This feels like a very nurgalite philosophy to me? Like, the idea that if you can't create benefits without harming anyone else, you just shouldn't ever create any benefits for anyone? It's implied, not explicit, but the whole spiraling down into a pit of misery convinced it is the best of all possible options...
I mean, sure, it's a bad philosophy to run a nation on. On the other hand, it
also seems like it might be a bad idea to give your super magic spies authority to make decisions on who prospers and who dwindles on a nationwide level, especially if they also have an outsized personal stake in that decision.
Did Mathilde make that decision? No. But it couldn't have happened without her. And the fact that regardless of whether she or Wilhemina made the call, it greatly benefited her. That is going to have an effect on one's judgement. (Even if it might be the
opposite effect, being too conservative for fear of... violating whatever the Vow of Poverty means)*
It doesn't stop being a conflict of interest when you make the right call once.
*Embedding a bunch of agents in various institutions and counting on the fact their survival depends on the Empire's benefit to encourage them to make good decisions is a
valid strategy, but doesn't seem to be what's happening, at least not with the Grey College.
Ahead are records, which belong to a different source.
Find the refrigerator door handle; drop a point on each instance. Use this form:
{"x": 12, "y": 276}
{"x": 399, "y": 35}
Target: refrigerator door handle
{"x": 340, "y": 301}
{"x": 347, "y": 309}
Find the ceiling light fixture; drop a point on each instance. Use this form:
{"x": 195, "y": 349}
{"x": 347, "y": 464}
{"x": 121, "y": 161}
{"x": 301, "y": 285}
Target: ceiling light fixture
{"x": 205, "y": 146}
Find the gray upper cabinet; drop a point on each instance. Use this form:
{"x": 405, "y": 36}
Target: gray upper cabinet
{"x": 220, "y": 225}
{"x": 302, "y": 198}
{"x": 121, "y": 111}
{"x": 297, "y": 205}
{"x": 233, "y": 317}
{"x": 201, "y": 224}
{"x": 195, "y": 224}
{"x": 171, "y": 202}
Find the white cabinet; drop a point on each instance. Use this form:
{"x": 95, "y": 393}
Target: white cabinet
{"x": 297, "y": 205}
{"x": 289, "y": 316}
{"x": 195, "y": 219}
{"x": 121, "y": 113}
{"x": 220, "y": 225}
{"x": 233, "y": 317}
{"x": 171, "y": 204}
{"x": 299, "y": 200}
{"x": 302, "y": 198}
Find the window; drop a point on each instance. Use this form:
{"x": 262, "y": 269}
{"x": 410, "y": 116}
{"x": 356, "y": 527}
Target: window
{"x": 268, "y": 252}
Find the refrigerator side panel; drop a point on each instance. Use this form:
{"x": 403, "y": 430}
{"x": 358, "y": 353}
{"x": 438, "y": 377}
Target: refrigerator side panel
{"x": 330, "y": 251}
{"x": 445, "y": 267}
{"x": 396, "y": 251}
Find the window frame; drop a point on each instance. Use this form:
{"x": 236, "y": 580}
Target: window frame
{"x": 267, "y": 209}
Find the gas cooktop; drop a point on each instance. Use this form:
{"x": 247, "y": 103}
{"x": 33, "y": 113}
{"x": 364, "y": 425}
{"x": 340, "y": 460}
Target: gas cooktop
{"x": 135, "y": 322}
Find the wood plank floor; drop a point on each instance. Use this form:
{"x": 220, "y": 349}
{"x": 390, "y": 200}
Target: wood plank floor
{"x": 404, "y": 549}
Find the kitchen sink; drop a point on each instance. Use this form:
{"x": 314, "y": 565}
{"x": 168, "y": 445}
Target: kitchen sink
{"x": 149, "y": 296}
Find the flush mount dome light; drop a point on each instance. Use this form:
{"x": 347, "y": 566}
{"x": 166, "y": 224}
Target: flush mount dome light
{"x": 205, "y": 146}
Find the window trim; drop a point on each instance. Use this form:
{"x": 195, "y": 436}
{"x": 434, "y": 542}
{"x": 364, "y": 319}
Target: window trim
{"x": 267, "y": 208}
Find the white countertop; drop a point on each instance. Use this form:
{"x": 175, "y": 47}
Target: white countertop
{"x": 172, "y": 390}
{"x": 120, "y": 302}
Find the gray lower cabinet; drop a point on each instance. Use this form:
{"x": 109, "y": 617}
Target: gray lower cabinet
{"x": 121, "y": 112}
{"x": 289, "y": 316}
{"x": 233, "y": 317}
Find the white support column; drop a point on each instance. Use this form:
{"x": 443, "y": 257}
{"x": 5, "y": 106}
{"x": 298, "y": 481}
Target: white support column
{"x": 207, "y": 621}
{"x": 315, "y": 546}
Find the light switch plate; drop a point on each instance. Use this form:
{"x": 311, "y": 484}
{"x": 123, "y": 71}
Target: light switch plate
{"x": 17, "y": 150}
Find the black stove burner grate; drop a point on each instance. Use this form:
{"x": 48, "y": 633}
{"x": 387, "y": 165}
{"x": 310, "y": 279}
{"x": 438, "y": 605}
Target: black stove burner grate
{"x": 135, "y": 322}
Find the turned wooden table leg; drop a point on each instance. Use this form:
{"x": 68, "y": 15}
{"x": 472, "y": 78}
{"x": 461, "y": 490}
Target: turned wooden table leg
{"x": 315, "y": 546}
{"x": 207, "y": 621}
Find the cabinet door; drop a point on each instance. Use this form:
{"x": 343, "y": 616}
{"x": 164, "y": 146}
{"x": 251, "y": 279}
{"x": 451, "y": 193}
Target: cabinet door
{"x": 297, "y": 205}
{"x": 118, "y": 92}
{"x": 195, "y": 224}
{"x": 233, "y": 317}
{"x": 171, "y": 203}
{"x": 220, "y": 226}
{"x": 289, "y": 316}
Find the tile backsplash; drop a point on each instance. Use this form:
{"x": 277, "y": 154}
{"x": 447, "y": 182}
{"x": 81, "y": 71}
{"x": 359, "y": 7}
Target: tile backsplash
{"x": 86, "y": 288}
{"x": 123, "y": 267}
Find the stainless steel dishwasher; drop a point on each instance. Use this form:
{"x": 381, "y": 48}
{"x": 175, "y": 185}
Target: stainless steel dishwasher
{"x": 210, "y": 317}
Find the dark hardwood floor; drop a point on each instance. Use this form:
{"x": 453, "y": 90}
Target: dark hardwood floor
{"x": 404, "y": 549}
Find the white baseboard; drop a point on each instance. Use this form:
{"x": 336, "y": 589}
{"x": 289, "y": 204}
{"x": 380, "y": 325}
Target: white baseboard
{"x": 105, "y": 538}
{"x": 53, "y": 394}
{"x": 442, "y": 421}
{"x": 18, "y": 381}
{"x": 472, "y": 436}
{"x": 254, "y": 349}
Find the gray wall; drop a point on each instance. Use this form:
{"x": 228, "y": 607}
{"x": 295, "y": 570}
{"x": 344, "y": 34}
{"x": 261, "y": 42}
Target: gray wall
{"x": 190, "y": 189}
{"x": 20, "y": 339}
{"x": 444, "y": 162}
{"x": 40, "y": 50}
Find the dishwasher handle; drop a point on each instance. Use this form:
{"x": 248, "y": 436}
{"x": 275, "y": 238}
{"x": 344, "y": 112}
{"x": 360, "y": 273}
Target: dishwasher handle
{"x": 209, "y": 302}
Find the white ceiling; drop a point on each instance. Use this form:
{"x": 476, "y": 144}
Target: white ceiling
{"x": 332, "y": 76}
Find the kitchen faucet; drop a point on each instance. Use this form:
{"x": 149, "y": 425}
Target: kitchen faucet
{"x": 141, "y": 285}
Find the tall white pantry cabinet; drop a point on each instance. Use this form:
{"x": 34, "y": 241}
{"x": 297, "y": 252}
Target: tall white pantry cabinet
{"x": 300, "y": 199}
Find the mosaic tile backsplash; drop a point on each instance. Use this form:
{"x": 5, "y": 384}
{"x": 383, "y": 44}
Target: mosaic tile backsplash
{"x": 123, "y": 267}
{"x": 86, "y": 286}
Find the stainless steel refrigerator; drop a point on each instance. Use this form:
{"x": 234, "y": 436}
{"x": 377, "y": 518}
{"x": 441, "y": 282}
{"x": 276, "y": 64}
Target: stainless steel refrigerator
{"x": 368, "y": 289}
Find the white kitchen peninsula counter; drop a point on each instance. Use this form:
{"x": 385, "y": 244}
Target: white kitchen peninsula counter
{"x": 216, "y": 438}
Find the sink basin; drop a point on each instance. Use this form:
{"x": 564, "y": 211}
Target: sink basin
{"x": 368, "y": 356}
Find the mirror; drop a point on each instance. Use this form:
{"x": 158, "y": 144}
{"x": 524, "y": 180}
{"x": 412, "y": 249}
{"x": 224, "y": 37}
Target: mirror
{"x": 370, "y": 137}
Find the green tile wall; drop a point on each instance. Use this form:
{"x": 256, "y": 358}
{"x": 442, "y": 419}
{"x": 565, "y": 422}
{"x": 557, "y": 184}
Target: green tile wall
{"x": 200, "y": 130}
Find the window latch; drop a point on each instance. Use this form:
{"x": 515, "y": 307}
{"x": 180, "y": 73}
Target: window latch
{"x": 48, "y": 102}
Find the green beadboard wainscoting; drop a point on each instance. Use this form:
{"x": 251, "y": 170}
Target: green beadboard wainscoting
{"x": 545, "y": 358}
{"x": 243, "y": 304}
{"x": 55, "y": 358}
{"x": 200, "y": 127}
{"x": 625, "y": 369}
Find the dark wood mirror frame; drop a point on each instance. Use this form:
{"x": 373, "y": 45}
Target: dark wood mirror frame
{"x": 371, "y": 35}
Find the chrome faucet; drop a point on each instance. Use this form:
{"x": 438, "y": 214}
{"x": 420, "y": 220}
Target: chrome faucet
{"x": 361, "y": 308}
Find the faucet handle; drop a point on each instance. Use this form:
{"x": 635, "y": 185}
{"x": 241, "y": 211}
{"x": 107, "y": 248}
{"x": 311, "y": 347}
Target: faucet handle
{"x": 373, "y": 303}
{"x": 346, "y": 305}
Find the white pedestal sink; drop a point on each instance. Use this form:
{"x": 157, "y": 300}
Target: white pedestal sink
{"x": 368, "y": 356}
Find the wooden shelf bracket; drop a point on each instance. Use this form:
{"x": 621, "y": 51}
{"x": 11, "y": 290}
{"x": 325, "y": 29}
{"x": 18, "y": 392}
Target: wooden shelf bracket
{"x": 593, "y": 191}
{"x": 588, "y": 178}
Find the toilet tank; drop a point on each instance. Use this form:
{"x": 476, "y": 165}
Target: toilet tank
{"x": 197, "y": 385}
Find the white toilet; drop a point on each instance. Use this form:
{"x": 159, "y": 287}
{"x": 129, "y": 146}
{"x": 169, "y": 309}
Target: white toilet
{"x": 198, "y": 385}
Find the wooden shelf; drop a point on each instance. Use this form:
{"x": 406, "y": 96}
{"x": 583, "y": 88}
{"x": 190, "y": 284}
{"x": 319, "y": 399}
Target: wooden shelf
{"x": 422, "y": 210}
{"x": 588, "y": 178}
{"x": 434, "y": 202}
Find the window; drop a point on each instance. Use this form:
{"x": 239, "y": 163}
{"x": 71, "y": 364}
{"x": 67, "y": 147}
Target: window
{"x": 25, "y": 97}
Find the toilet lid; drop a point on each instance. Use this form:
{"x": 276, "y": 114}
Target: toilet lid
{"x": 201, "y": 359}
On some level we're arguing semantics.
Obviously there's more facets to the effect (like social safety nets for women: maternity leave, guaranteed job security during maternity leave etc). So it'd at most be a factor in the problem.
I like Imrik's (the forum member) approach: A bit of this, combined with long, arduous pregnancies. An elf who gets pregnant is committing to a not-insignificant time and no small amount of risk.
Guns break their rules, Swordmenship takes 3 years before you got the basics, 10 years for the bow, and a lifetime of effort for mastery.
you can build a gunline from people that never even touching the things in 6 months, and human nobles master pistols as an on and off hobby.
a Swordmasters of hoeth can spend centuries mastering cutting rain of arrows out of the air, an master pistoleer can often, if not most of the time, hit him anyways.
of course guns are cheap and tacky!
Basic elf infantry are spearlines.
That's... probably not it.
(And as an aside I suspect a Gunmaster of Hoeth could shoot your bullets out of the air if they wanted to.)
Oh sure, but if the decline is a thing in the story itself, then there should be a Watsonian explanation.
I was going to say something snarky about 'Well, there would have been an elven renaissance, but then End Times.' But then I remembered how dumb Pheonix King Malekith was.
Still uh... *gestures towards Lumineth* ...I guess that counts?